Each worker thread has an associated DIS, which it reuses from document to document. After extracting a URL from the frontier, the worker passes that URL to the relevant protocol module, which initializes the DIS from a network connection to contain the document’s contents. The worker then passes the DIS to all relevant processing modules.
4. Document Dedupe test: Many documents on the Web are available under multiple, different URLs. There are also many cases in which documents are mirrored on various servers. Both of these effects will cause any Web crawler to download the same document multiple times. To prevent processing of a document more than once, we perform a dedupe test on each document to remove duplication.
To perform this test, we can calculate a 64-bit checksum of every processed document and store it in a database. For every new document, we can compare its checksum to all the previously calculated checksums to see the document has been seen before. We can use MD5 or SHA to calculate these checksums.
How big would be the checksum store? If the whole purpose of our checksum store is to do dedupe, then we just need to keep a unique set containing checksums of all previously processed document. Considering 15 billion distinct web pages, we would need:
15B * 8 bytes => 120 GB
Although this can fit into a modern-day server’s memory, if we don’t have enough memory available, we can keep smaller LRU based cache on each server with everything backed by persistent storage. The dedupe test first checks if the checksum is present in the cache. If not, it has to check if the checksum resides in the back storage. If the checksum is found, we will ignore the document. Otherwise, it will be added to the cache and back storage.
5. URL filters: The URL filtering mechanism provides a customizable way to control the set of URLs that are downloaded. This is used to blacklist websites so that our crawler can ignore them. Before adding each URL to the frontier, the worker thread consults the user-supplied URL filter. We can define filters to restrict URLs by domain, prefix, or protocol type.
6. Domain name resolution: Before contacting a Web server, a Web crawler must use the Domain Name Service (DNS) to map the Web server’s hostname into an IP address. DNS name resolution will be a big bottleneck of our crawlers given the amount of URLs we will be working with. To avoid repeated requests, we can start caching DNS results by building our local DNS server.
7. URL dedupe test: While extracting links, any Web crawler will encounter multiple links to the same document. To avoid downloading and processing a document multiple times, a URL dedupe test must be performed on each extracted link before adding it to the URL frontier.
To perform the URL dedupe test, we can store all the URLs seen by our crawler in canonical form in a database. To save space, we do not store the textual representation of each URL in the URL set, but rather a fixed-sized checksum.
To reduce the number of operations on the database store, we can keep an in-memory cache of popular URLs on each host shared by all threads. The reason to have this cache is that links to some URLs are quite common, so caching the popular ones in memory will lead to a high in-memory hit rate.

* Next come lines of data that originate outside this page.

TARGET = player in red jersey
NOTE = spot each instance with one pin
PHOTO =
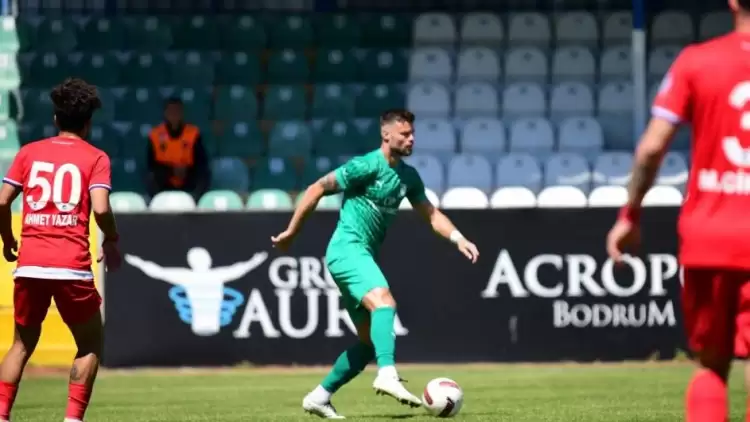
(62, 179)
(708, 86)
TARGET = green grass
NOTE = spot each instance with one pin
(517, 393)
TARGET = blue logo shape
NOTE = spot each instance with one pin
(233, 299)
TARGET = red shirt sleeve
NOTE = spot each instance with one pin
(15, 172)
(101, 175)
(673, 102)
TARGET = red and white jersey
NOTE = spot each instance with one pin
(709, 86)
(56, 175)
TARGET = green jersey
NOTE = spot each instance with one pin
(373, 191)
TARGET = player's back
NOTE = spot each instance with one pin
(56, 175)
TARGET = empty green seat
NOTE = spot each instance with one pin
(337, 137)
(333, 101)
(242, 33)
(238, 68)
(338, 30)
(127, 202)
(284, 102)
(56, 35)
(269, 199)
(384, 66)
(236, 103)
(288, 67)
(196, 33)
(192, 70)
(144, 69)
(386, 30)
(241, 139)
(229, 173)
(290, 139)
(147, 33)
(102, 34)
(291, 31)
(336, 66)
(375, 99)
(276, 173)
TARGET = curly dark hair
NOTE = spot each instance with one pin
(74, 101)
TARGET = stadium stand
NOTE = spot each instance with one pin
(530, 108)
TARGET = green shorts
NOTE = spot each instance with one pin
(355, 273)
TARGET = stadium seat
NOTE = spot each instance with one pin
(513, 197)
(618, 28)
(570, 99)
(429, 99)
(582, 135)
(430, 64)
(335, 66)
(577, 28)
(608, 196)
(662, 196)
(172, 201)
(568, 169)
(523, 100)
(440, 134)
(481, 28)
(470, 170)
(561, 197)
(269, 199)
(478, 64)
(616, 63)
(476, 99)
(434, 28)
(333, 101)
(229, 173)
(714, 24)
(529, 28)
(220, 200)
(573, 63)
(288, 67)
(518, 170)
(430, 169)
(526, 64)
(672, 27)
(464, 198)
(483, 135)
(534, 135)
(124, 202)
(612, 168)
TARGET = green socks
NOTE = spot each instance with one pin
(382, 335)
(348, 365)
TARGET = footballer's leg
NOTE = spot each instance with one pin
(31, 300)
(79, 304)
(710, 307)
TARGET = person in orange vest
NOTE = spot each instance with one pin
(177, 159)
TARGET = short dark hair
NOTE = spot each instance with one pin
(396, 115)
(74, 102)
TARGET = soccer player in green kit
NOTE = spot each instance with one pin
(374, 186)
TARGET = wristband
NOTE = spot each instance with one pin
(456, 236)
(630, 214)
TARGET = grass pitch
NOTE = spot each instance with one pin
(515, 393)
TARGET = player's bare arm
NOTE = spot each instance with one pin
(8, 194)
(443, 226)
(326, 185)
(648, 157)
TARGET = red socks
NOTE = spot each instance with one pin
(7, 397)
(78, 401)
(706, 398)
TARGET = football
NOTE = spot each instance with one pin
(443, 397)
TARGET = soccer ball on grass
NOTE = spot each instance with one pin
(443, 398)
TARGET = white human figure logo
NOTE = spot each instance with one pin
(204, 286)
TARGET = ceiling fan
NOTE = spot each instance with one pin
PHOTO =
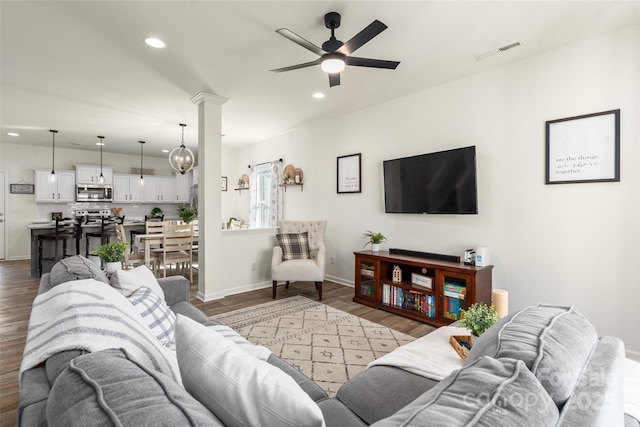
(334, 54)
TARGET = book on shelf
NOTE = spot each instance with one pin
(454, 291)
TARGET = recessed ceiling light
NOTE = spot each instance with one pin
(154, 42)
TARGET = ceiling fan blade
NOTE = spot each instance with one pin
(369, 32)
(300, 40)
(334, 79)
(298, 66)
(374, 63)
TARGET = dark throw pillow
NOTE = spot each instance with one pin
(294, 245)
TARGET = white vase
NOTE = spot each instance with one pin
(111, 267)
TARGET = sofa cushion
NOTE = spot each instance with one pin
(110, 388)
(380, 391)
(554, 342)
(129, 281)
(76, 267)
(294, 245)
(488, 392)
(155, 313)
(237, 387)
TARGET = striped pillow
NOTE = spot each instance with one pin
(156, 314)
(294, 245)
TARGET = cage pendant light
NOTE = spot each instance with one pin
(181, 158)
(101, 177)
(52, 175)
(141, 177)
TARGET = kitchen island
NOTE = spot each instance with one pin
(38, 228)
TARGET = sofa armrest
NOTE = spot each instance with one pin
(175, 288)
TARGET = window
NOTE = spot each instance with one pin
(266, 198)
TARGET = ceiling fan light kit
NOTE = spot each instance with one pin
(336, 55)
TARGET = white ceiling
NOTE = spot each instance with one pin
(81, 67)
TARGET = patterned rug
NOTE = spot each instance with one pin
(326, 344)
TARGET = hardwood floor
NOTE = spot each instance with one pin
(18, 289)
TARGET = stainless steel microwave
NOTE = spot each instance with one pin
(94, 193)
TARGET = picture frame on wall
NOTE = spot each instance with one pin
(583, 148)
(348, 174)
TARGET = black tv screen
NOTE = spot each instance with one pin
(433, 183)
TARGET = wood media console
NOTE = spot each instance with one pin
(422, 289)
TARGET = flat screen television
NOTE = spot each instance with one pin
(433, 183)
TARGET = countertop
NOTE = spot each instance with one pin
(37, 225)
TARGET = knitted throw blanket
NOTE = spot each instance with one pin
(92, 316)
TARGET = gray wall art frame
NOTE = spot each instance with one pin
(349, 173)
(583, 149)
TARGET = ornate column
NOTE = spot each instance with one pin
(209, 196)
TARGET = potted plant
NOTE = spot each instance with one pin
(478, 318)
(187, 213)
(111, 255)
(374, 239)
(156, 211)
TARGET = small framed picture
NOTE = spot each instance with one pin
(349, 169)
(584, 148)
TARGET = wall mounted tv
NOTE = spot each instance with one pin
(433, 183)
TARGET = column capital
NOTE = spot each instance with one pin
(201, 97)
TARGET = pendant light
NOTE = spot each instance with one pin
(141, 177)
(52, 175)
(181, 158)
(101, 177)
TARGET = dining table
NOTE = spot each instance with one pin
(153, 239)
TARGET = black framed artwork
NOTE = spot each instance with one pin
(583, 148)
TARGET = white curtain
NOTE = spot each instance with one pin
(265, 195)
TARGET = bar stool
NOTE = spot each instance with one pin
(147, 218)
(107, 230)
(65, 229)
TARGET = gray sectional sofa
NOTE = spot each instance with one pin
(544, 365)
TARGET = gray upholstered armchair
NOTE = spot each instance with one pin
(292, 260)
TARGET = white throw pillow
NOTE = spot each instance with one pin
(129, 281)
(238, 388)
(156, 314)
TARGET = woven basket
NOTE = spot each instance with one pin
(462, 351)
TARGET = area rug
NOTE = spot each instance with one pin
(326, 344)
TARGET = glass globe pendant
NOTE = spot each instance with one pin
(181, 158)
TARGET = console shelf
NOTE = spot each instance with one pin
(430, 291)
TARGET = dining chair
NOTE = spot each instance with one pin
(64, 230)
(147, 218)
(129, 257)
(177, 248)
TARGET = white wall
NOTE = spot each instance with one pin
(565, 244)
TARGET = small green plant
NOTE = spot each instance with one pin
(478, 318)
(187, 213)
(111, 252)
(374, 238)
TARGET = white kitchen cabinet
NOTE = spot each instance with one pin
(182, 188)
(159, 189)
(127, 188)
(62, 190)
(90, 174)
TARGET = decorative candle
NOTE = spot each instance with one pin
(500, 300)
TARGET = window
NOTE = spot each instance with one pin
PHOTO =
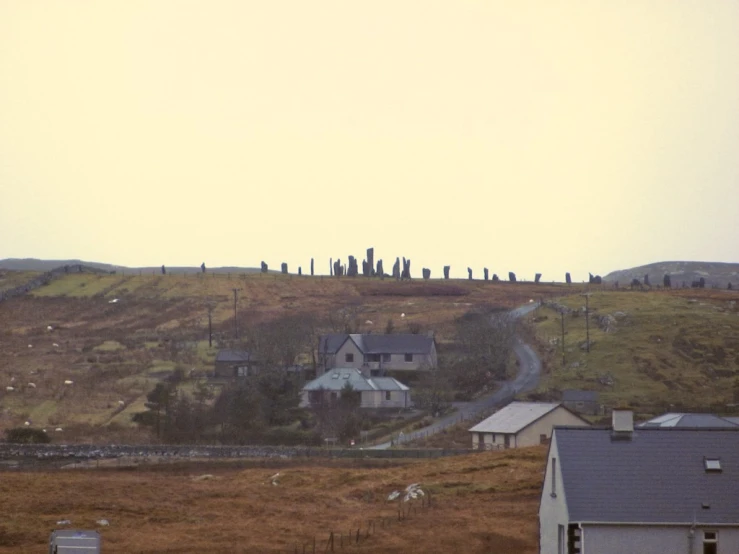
(561, 539)
(710, 542)
(712, 465)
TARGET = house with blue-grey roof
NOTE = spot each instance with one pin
(375, 392)
(377, 353)
(651, 490)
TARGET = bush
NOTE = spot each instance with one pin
(26, 435)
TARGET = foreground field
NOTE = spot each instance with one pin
(482, 503)
(654, 351)
(115, 352)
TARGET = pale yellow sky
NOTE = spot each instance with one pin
(529, 136)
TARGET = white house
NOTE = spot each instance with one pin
(375, 392)
(649, 490)
(377, 353)
(522, 424)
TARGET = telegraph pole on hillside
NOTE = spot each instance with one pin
(236, 323)
(562, 317)
(587, 323)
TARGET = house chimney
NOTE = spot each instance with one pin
(623, 422)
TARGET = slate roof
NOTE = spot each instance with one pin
(336, 379)
(378, 344)
(228, 355)
(658, 476)
(688, 421)
(574, 395)
(514, 417)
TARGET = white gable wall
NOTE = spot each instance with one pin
(552, 509)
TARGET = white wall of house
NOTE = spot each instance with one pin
(617, 539)
(553, 509)
(532, 434)
(349, 348)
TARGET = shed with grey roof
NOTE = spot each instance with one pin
(650, 490)
(522, 424)
(375, 392)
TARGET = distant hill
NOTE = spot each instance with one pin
(715, 273)
(33, 264)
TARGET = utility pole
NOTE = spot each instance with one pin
(236, 323)
(587, 323)
(562, 316)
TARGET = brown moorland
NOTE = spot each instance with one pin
(484, 502)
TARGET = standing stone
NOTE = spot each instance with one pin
(352, 270)
(406, 269)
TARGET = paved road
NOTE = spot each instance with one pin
(527, 379)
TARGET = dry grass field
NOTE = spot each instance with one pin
(116, 352)
(482, 503)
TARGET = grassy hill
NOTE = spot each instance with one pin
(715, 273)
(116, 352)
(654, 351)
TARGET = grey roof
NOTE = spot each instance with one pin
(228, 355)
(657, 476)
(514, 417)
(688, 421)
(574, 395)
(336, 379)
(379, 344)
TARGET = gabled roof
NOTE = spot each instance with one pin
(229, 355)
(657, 476)
(514, 417)
(378, 344)
(688, 421)
(574, 395)
(336, 379)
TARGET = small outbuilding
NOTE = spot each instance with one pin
(522, 424)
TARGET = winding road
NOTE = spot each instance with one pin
(527, 379)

How much storage we would need for URL’s store? If the whole purpose of our checksum is to do URL dedupe, then we just need to keep a unique set containing checksums of all previously seen URLs. Considering 15 billion distinct URLs and 4 bytes for checksum, we would need:
15B * 4 bytes => 60 GB
Can we use bloom filters for deduping? Bloom filters are a probabilistic data structure for set membership testing that may yield false positives. A large bit vector represents the set. An element is added to the set by computing ‘n’ hash functions of the element and setting the corresponding bits. An element is deemed to be in the set if the bits at all ‘n’ of the element’s hash locations are set. Hence, a document may incorrectly be deemed to be in the set, but false negatives are not possible.

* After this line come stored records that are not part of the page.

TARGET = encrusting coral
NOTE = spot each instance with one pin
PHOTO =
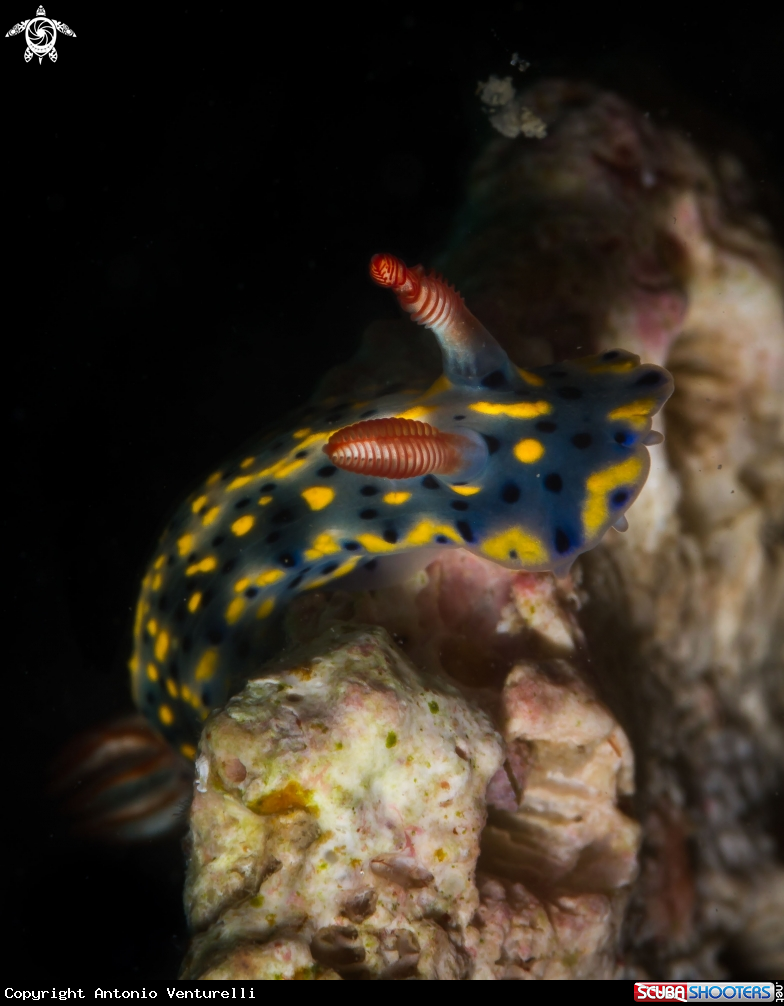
(658, 660)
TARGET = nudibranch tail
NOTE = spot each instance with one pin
(471, 354)
(396, 449)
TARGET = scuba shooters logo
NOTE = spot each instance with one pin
(648, 992)
(40, 32)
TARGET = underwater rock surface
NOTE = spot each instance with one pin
(629, 717)
(338, 812)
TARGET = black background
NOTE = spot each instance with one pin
(190, 201)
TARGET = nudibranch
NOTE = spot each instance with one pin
(527, 468)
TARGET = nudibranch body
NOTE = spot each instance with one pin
(526, 468)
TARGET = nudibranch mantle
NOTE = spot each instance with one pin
(537, 465)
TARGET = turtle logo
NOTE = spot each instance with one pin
(41, 33)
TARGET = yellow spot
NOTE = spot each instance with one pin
(515, 409)
(266, 608)
(323, 544)
(317, 497)
(420, 412)
(234, 610)
(243, 525)
(290, 798)
(239, 482)
(375, 543)
(530, 378)
(288, 465)
(205, 565)
(529, 550)
(598, 485)
(427, 530)
(341, 570)
(206, 666)
(210, 515)
(271, 576)
(185, 544)
(527, 451)
(161, 646)
(635, 411)
(397, 498)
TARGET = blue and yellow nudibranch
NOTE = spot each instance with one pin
(526, 468)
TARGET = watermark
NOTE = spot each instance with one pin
(40, 33)
(648, 992)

The disadvantage of using a bloom filter for the URL seen test is that each false positive will cause the URL not to be added to the frontier and, therefore, the document will never be downloaded. The chance of a false positive can be reduced by making the bit vector larger.
8. Checkpointing: A crawl of the entire Web takes weeks to complete. To guard against failures, our crawler can write regular snapshots of its state to the disk. An interrupted or aborted crawl can easily be restarted from the latest checkpoint.